Les syndicats, en effet, commencent à fatiguer l’opinion, qui leur était d’abord favorable ; les derniers événemens de Toulouse, après tant d’autres, ne sont pas de nature à leur ramener les sympathies publiques. On réclame des sévérités nouvelles, imposant aux syndicats solidairement des responsabilités pécuniaires et à leurs chefs des responsabilités personnelles, en cas de violences ou de dégâts matériels provoqués par eux. Qu’auraient à dire aussi les syndicats ouvriers, qui s’arrogent le privilège exclusif de conférer le droit au travail, si l’on proposait de leur appliquer les prescriptions pénales contre les accapareurs? Dans les couloirs de la chambre on a même parlé un instant de recourir aux lois rigoureuses de la Convention. Plaise plutôt au quatrième État de consentir à rentrer dans le droit commun. Sinon, son omnipotence susciterait bientôt les révoltes d’un cinquième État, qui se plaindrait à son tour de n’être rien et voudrait être tout[1]. Ce serait sans cesse à recommencer.
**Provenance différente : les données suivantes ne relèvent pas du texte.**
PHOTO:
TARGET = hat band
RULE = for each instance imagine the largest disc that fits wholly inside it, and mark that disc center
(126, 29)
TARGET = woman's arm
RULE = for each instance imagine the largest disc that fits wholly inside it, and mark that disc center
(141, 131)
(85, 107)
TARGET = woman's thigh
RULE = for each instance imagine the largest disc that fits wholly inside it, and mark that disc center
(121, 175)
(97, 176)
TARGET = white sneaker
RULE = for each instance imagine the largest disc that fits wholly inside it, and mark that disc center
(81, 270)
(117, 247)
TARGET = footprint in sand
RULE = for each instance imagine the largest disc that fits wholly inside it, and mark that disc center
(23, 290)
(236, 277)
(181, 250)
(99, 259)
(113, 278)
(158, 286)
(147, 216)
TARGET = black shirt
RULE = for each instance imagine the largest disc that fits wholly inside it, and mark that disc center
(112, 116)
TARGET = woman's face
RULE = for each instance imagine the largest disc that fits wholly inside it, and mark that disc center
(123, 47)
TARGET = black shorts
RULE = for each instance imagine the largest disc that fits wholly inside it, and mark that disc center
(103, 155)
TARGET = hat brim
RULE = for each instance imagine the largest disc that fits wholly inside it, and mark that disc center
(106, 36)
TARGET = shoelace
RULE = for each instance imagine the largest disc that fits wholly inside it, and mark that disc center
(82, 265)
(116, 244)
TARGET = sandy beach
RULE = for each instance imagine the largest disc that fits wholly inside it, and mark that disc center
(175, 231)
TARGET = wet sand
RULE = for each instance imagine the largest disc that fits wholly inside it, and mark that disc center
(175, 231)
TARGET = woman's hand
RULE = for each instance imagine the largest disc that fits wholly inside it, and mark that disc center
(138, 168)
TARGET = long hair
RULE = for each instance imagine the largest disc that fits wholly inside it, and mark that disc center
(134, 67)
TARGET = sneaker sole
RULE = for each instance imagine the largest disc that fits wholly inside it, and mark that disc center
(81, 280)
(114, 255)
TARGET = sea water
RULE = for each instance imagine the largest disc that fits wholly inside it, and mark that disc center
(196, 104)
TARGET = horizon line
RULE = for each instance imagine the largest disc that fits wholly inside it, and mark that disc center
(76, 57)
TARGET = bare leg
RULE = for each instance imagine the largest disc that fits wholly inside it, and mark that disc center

L’association est une excellente chose; mais elle risque d’aboutir, par une pente rapide et glissante, à la confiscation de la liberté individuelle. Summum jus summa injuria. Vieux dicton rebattu qui, pour être latin, n’en est pas moins éternel, et partant toujours actuel. L’Économiste français reproduisait dernièrement la dépêche suivante, communiquée de Saint-Étienne à l’agence Havas : « On sait que les mécaniciens machinistes des compagnies houillères de tout le bassin se sont mis en grève il y a quatre jours pour faire accepter par les compagnies cette règle, que dorénavant elles ne pourraient prendre comme apprentis mécaniciens que des jeunes gens fils de mécaniciens syndiqués ou agréés par le syndicat des mécaniciens. » Les syndicats ouvriers ne se refusent rien

  1. Comme symptôme, ne voyons-nous pas déjà, en Angleterre, surgir les revendications d’une sorte de cinquième État, sous la rubrique d’Unskilled Labor, catégorie flottante du travail inférieur n’exigeant point l’habileté de main des ouvriers et des artisans professionnels? Ces nombreux hommes de peine et manouvriers protestent non-seulement contre la modicité relative et l’incertitude de leurs salaires, mais encore contre la supériorité dédaigneuse des travailleurs bien classés qu’ils accusent de ne pas fraterniser avec eux, et d’être « les bourgeois de l’avenir. » On est toujours le bourgeois de quelqu’un.